|10 year government bond yield||1.58%|
|30 year fixed rate mortgage||3.26%|
Stocks are higher this morning on M&A news. Bonds and MBS are down small.
The upcoming week contains the Thanksgiving holiday, so volumes should be relatively light. Market are closed on Thursday, and Friday is an early close in the bond market. The big day for data will be Wednesday, when we get GDP, personal incomes and spending, and new home sales.
The Wall Street Journal is reporting that Jerome Powell will be re-nominated to run the Fed. Lael Brainard will be the Vice Chairman. The difference between the two is probably not of any issue to the markets – the big issue is inflation and whether the Fed has the stomach to raise rates. The left wanted Brainard who would supposedly be tougher on the banks and climate change. I wonder what the correlation is between the overnight reverse repo rate and the temperature of Gaia.
Existing home sales rose 0.8% in October, according to NAR. The median home price rose 13.1% to $353,900. Inventory remains tight, with only 2.4 months’ worth at the current sales pace. “Home sales remain resilient, despite low inventory and increasing affordability challenges,” said Lawrence Yun, NAR’s chief economist. “Inflationary pressures, such as fast-rising rents and increasing consumer prices, may have some prospective buyers seeking the protection of a fixed, consistent mortgage payment.”
Investors comprised 17% of all sales, and the first time homebuyer accounted for 29% of all transactions.
The Chicago Fed National Activity Index improved in October, after declining in September.
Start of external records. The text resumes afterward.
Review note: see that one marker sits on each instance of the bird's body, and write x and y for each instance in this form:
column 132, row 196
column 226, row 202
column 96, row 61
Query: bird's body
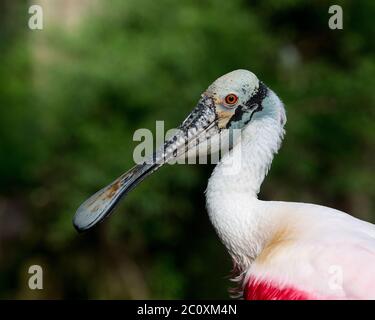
column 280, row 250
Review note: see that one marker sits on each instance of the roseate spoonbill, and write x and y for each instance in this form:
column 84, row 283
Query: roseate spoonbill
column 280, row 250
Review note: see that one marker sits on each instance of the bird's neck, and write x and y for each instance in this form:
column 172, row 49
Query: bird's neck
column 236, row 213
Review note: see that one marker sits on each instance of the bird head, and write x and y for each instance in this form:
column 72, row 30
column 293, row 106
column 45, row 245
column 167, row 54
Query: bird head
column 230, row 102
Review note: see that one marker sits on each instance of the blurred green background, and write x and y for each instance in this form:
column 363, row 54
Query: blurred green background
column 72, row 95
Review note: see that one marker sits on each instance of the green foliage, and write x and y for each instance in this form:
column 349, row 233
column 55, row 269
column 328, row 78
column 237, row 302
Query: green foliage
column 68, row 115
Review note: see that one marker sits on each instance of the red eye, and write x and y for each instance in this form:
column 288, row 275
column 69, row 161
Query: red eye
column 231, row 99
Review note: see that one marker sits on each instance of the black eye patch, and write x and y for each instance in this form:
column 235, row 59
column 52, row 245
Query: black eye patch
column 254, row 104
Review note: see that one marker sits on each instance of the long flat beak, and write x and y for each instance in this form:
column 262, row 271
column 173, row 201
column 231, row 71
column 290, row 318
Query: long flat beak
column 200, row 122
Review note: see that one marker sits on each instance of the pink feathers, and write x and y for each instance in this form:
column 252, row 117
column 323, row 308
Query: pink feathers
column 264, row 290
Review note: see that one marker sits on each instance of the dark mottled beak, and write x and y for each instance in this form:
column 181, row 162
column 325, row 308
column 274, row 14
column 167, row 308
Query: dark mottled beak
column 201, row 122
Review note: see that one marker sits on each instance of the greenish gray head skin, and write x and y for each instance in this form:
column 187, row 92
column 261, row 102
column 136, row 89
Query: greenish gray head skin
column 233, row 101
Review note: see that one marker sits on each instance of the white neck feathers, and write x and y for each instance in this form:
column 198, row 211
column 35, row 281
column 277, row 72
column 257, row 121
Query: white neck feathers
column 232, row 190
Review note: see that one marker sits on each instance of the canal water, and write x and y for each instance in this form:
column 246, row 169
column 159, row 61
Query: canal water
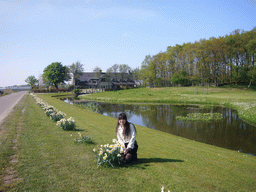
column 230, row 133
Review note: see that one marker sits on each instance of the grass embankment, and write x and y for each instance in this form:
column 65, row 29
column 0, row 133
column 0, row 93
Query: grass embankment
column 243, row 100
column 49, row 160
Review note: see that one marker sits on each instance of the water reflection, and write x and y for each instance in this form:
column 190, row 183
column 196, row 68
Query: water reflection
column 231, row 133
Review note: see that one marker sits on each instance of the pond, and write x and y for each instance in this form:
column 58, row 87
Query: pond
column 230, row 133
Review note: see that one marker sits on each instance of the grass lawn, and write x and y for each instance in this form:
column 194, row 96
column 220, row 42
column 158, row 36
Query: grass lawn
column 36, row 155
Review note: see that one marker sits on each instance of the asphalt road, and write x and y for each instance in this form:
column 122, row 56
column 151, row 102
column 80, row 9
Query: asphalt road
column 7, row 103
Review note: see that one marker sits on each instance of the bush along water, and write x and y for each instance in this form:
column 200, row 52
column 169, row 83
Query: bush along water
column 67, row 124
column 201, row 117
column 83, row 139
column 55, row 115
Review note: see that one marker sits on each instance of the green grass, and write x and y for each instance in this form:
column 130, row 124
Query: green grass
column 49, row 160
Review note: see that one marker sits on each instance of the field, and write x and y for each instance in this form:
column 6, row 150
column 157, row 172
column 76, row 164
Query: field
column 36, row 155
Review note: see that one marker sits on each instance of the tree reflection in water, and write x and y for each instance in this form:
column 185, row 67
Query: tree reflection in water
column 231, row 132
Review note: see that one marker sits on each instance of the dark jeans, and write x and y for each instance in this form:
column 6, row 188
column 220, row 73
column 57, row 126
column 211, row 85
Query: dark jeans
column 131, row 155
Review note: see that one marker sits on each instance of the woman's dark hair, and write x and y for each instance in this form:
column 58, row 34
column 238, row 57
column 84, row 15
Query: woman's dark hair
column 126, row 125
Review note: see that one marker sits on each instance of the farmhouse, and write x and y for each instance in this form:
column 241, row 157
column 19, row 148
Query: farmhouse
column 105, row 80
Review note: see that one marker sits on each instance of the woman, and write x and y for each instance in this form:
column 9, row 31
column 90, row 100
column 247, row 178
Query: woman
column 126, row 135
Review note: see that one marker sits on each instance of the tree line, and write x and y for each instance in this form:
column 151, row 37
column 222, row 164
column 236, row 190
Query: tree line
column 224, row 60
column 56, row 74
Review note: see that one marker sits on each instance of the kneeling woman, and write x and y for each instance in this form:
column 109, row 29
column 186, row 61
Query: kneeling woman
column 126, row 135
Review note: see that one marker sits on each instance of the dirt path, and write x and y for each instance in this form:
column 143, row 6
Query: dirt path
column 8, row 102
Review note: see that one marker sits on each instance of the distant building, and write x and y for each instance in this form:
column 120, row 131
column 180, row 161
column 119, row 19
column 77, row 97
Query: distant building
column 104, row 80
column 19, row 88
This means the economy grew above trend during the month.
Fannie Mae is predicting that mortgage rates will rise to 3.5% by the end of 2023, which is not too far from where they are now.
“The Fed has taken pains to broadcast its tapering and rate hiking plans to avoid a repeat of the 2013 temper tantrum, when market expectations suddenly shifted regarding the long-run real rate, and for now both financial market and survey measures of long-term inflationary expectations remain mostly anchored,” Fannie Mae forecasters said. “Therefore, our baseline forecast is that these effects are largely ‘baked in,’ leading to only a modest drift upward in mortgage rates over the next few years.”
Note that the MBA sees rates heading much higher in the second half of 2022. Fannie Mae is forecasting that the Consumer Price Index could hit 7% or 8% in the back half of 2022 as all of the home price appreciation from the past 18 months begins to filter through to the CPI.